Monday I went to the Theatre Royal Haymarket to see Only Fools and Horses. In this case, I did choose the play for the theatre building. I've watched a bit of the television series the musical is based upon, but I'm not a die-hard fan. (Many other audience members clearly were.) What I really wanted was to experience seeing a show at the Haymarket. I did something similar back in 2016 when I went to see Charlie and the Chocolate Factory primarily so I could get inside the Theatre Royal at Drury Lane.

As with getting tickets to Drury Lane, I made sure to get tickets in the gallery, so I could experience the show the way working class people might have going all the way back to the Regency period. When I went to Drury Lane, I tried to enter through the lobby, but I was redirected around the corner to a separate side entrance. That's right, poorer folks had to use a different entrance so wealthy patrons in the nice seats didn't have to mix with the riffraff like me! At the Haymarket today, audience members in the gallery don't have to walk around the corner, but they still have a separate entrance!

The other thing I noticed was how small the theatre was. Yes, I knew that the Haymarket was the "little" theatre generally just open in the summer, and its house wasn't as large as the two main patent theatres at Drury Lane and Covent Garden. Still, knowing that is one thing, while feeling it in the actual space is quite another. I'm glad I went, both because I got to experience the space, and because the show itself was delightful. The songs were catchy and fun, and there was a sweetness to the musical that I didn't always get from the original television series.

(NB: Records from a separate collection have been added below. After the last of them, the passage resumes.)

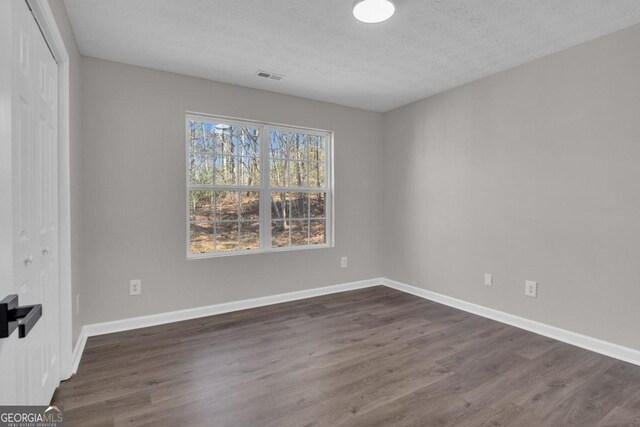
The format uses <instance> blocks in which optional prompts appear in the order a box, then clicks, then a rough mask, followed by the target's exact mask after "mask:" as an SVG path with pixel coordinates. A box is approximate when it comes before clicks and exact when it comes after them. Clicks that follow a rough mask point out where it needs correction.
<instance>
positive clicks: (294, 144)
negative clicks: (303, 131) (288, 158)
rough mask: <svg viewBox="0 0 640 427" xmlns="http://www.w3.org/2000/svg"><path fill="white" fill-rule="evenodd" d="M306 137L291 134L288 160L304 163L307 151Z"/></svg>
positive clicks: (298, 134) (307, 157)
mask: <svg viewBox="0 0 640 427" xmlns="http://www.w3.org/2000/svg"><path fill="white" fill-rule="evenodd" d="M305 136H306V135H303V134H300V133H294V134H291V143H290V146H289V158H290V159H291V160H298V161H305V160H307V158H308V153H309V150H307V148H306V147H307V143H306V140H307V139H306V138H305Z"/></svg>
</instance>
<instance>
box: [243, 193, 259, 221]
mask: <svg viewBox="0 0 640 427" xmlns="http://www.w3.org/2000/svg"><path fill="white" fill-rule="evenodd" d="M240 218H241V219H258V218H260V193H259V192H258V191H242V192H241V193H240Z"/></svg>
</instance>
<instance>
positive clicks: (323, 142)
mask: <svg viewBox="0 0 640 427" xmlns="http://www.w3.org/2000/svg"><path fill="white" fill-rule="evenodd" d="M309 137H310V138H309V160H310V161H312V162H320V163H324V162H325V160H326V138H325V137H324V136H316V135H310V136H309Z"/></svg>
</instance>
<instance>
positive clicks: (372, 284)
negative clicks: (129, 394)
mask: <svg viewBox="0 0 640 427" xmlns="http://www.w3.org/2000/svg"><path fill="white" fill-rule="evenodd" d="M380 285H382V279H380V278H376V279H369V280H360V281H357V282H349V283H342V284H339V285H332V286H325V287H322V288H313V289H307V290H304V291H295V292H288V293H284V294H277V295H270V296H266V297H259V298H251V299H246V300H240V301H233V302H228V303H223V304H214V305H208V306H204V307H197V308H189V309H186V310H178V311H171V312H168V313H159V314H152V315H149V316H141V317H133V318H129V319H123V320H114V321H111V322H104V323H94V324H90V325H85V326H83V327H82V332H81V334H80V338H79V339H78V343H77V344H76V347H75V349H74V354H73V356H74V358H73V359H74V360H73V361H74V364H73V372H74V373H75V372H76V371H77V369H78V364H79V363H80V357H81V356H82V351H83V350H84V346H85V343H86V340H87V338H88V337H93V336H97V335H104V334H111V333H114V332H122V331H129V330H131V329H138V328H146V327H149V326H156V325H163V324H166V323H173V322H179V321H182V320H190V319H197V318H199V317H206V316H213V315H216V314H223V313H230V312H232V311H239V310H246V309H249V308H256V307H263V306H266V305H273V304H279V303H283V302H290V301H296V300H301V299H305V298H312V297H317V296H320V295H329V294H334V293H338V292H345V291H351V290H355V289H363V288H369V287H371V286H380Z"/></svg>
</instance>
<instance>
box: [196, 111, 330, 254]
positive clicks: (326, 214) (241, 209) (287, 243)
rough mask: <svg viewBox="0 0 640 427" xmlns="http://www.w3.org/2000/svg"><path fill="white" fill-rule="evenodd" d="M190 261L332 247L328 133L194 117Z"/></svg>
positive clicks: (329, 146) (255, 122)
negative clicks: (238, 254) (217, 257)
mask: <svg viewBox="0 0 640 427" xmlns="http://www.w3.org/2000/svg"><path fill="white" fill-rule="evenodd" d="M186 142H187V209H188V227H187V241H188V243H187V256H188V257H189V258H204V257H211V256H220V255H232V254H246V253H256V252H268V251H283V250H292V249H309V248H319V247H328V246H331V243H332V242H331V240H332V233H331V229H332V223H331V212H332V203H331V202H332V194H331V182H330V181H331V180H330V178H331V176H332V174H331V162H330V160H331V142H332V134H331V132H326V131H317V130H312V129H303V128H292V127H284V126H278V125H271V124H266V123H256V122H247V121H238V120H229V119H225V118H217V117H211V116H202V115H192V114H189V115H187V120H186Z"/></svg>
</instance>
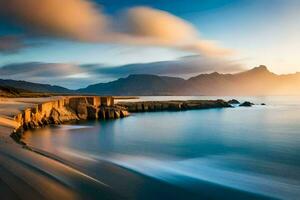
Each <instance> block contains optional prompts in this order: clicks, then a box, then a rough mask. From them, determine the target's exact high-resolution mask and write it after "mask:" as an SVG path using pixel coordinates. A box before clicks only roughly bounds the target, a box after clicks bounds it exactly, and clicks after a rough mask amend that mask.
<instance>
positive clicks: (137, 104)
mask: <svg viewBox="0 0 300 200" xmlns="http://www.w3.org/2000/svg"><path fill="white" fill-rule="evenodd" d="M136 110H137V111H138V112H142V111H143V105H142V104H141V103H138V104H136Z"/></svg>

Tuesday night I went to see Agatha Christie's play Witness for the Prosecution, which was staged in London's old County Hall on the south bank of the Thames, right near the London Eye. The play is performed in the old Council Chamber, where the city's government used to meet. This seemed fitting, since much of the play takes place in a courtroom, and the Council Chamber was already arranged with a central chair, seats on the main level, and galleries for the public. The main chair is now occupied by the judge in the play, and to his side is a jury box where some audience members sit.

Before the play began, and again at intermission, the woman who played the court stenographer gave instructions to the audience members in the jury box. I wasn't seated in the jury box, though. Again, I was in the gallery, but this time the gallery was also a performance space! At one point, a woman appeared in the gallery near where I was seated. (She hadn't been there before, by the way.) A spotlight shined on her, and she yelled at the prosecutor. The judge ordered her removed from the gallery, and so she was. This was all a part of the play, of course. It was nice to see how the production made full use of the improvised space.

Tonight, I didn't go to a play, as there was a poetry reading linked to the upcoming anniversary of the death of Percy Shelley. Kelvin Everest read some of Shelley's later poems, and mentioned that "When the Lamp is Shattered" was originally intended to be part of a play Shelley was working on but never finished. There were also Shelley poems read by biographer Richard Holmes and poet George Szirtes, who read "Ozymandias" both in English and in Hungarian!

Anyway, the conference begins next, so I'm back to work.